İflas bayrağını çekmeden önce
Asgari ücretin net 4250 TL olarak açıklanışı pek çok insanda pek çok değişik duygu ve düşünce uyandırdı… İşçilerin ve sendikaların bir kısmı yüzde 50’lik bir artışa sevindi kutladı, bazıları ise mevcut ekonomik gerçeklikte az buldu ve insanları hala yoksulluğa mahkum ettiğini söyledi. Her iki kesime hak vermemek elde değil. TÜRK-İŞ Kasım 2021 “Açlık ve Yoksulluk Sınırı” araştırmasına göre dört kişilik bir ailenin sağlıklı, dengeli ve yeterli beslenebilmesi için yapması gereken aylık gıda harcaması tutarı yani açlık sınırı 3192 TL. Gıda harcaması ile birlikte giyim, konut (kira, elektrik, su, yakıt), ulaşım, eğitim, sağlık ve benzeri ihtiyaçlar için yapılması zorunlu diğer aylık harcamalarının toplam tutarı yani yoksulluk sınırı ise 10.396 TL. Açlık sınırında olan bir insanın bunun üstünde kazanması sevindirebilir ama neyle ısınacak, ne giyecek, ne okuyacak, interneti, televizyonu, telefonu? Bu duruma ben sevinemem.
Öte yandan pek çok işvereni de endişeye sürükledi, asgari ücretteki artışın diğer çalışan maaşlarına dalga etkisinin ne olacağını kara kara düşünmeye, iş modelini yeniden gözden geçirmeye başladı. Bir genç kadın sosyal girişimci demiş ki “Benim şu anda çalışanların maaşların tamamını ödeyebilmem mümkün değil. Mühendise ne kadar vereceğiz mesela?” diğeri yanıt vermiş “Günlerdir maaş skalasını silip silip yeniden oluşturuyoruz artık çok kızgınım.” Bir başkası da artık “işten çıkarmaları seyret” derken diğeri “korkuyorum insanlar kayıtdışı ve iyice kırılgan şekilde çalıştırılır bu durumda, mevcut sistem ancak bu şekilde tepki verir sanki…” demiş.

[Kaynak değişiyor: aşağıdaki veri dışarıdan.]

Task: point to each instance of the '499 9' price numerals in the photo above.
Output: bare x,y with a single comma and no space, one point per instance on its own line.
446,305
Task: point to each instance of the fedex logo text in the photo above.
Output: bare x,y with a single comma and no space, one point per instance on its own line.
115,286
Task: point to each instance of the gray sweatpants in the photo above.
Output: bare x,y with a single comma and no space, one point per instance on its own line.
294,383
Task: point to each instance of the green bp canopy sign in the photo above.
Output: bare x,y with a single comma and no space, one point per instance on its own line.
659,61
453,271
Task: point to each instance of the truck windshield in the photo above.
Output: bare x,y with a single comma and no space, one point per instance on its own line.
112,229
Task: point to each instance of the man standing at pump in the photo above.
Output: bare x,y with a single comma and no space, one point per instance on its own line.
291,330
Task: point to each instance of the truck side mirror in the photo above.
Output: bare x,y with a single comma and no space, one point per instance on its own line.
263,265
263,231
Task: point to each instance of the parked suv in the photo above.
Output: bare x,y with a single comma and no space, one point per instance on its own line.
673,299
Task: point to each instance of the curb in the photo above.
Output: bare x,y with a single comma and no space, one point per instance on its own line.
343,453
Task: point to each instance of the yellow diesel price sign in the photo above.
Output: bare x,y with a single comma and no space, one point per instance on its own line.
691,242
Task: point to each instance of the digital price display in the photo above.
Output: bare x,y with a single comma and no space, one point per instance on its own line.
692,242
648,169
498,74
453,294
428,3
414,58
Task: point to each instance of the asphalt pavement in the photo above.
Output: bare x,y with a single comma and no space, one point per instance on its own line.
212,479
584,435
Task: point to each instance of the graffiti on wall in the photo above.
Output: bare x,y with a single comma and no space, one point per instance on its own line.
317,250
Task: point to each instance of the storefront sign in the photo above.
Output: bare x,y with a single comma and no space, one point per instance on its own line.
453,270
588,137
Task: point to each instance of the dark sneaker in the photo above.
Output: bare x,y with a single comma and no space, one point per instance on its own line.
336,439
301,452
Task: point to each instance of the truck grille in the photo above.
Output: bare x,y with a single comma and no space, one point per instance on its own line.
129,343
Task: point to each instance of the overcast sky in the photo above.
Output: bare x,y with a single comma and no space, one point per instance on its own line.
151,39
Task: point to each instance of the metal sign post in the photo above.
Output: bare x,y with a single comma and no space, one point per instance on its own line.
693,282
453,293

Artan asgari ücret ve maliyetler ise kimi işvereni ise çok daha derinden üzdü… Bu durumda kepenk kapatmak zorunda olduğunu gördü. Görünüşe göre işletmeler ya istihdamı azaltmak ya faaliyeti yavaşlatmak zorunda kalacak, ya da işletmeyi kapatacak. Bu durumda artan işsizlik, düşen alım gücü ve yükselen maliyetler ekonomiyi daha da yavaşlatacak. Peki bu karmaşık ve ezici ekonomik durumdan çıkış var mı? Çözüm nerede? Karmaşık sorunları bir çırpıda çözmek zor. Ancak zorluklar kendi içinde yaratıcılığı da barındırır. Ekonomik krizlerde dayanışma ağlarının güçlendiğini, ekonominin yerelleştiğini, alternatif yerel para birimlerinin doğduğunu biliyoruz. Daha önce bahsettiğimiz türetim ekonomisi bunun için etkili çözümlerden biri, ancak inşası halen süren bu ekonomide, şu andaki sorun için hızlı sonuç almak mümkün değil. Fakat işletmelerin daha hızlı yapabileceği bir hareket var… O da işletmelerinde çalışanları işletmelerine ortak etmek, ve zorlukları beraber göğüslemek, çalışma koşullarını ve ücretleri birlikte belirlemek. Ortaklık, patron-işçi kutuplaşmasını ortadan kaldıracağı gibi, zorlukların karşısında bugün eksik olan demokratik değerlerin ve karar süreçlerinin de daha adil bir şekilde işlemesini sağlayacaktır. Bu yaklaşım, demokratik ve çoğulcu karar alma süreçlerinin tabandan toplumsal kültürümüze nüfus etmesini sağlayarak bizi gelecek ekonomik krizlerden de koruyacaktır belki de... Kısa vadede iflas bayrağını çekmeden önce işçilerimize gidelim, ortak olalım veya kooperatif kuralım…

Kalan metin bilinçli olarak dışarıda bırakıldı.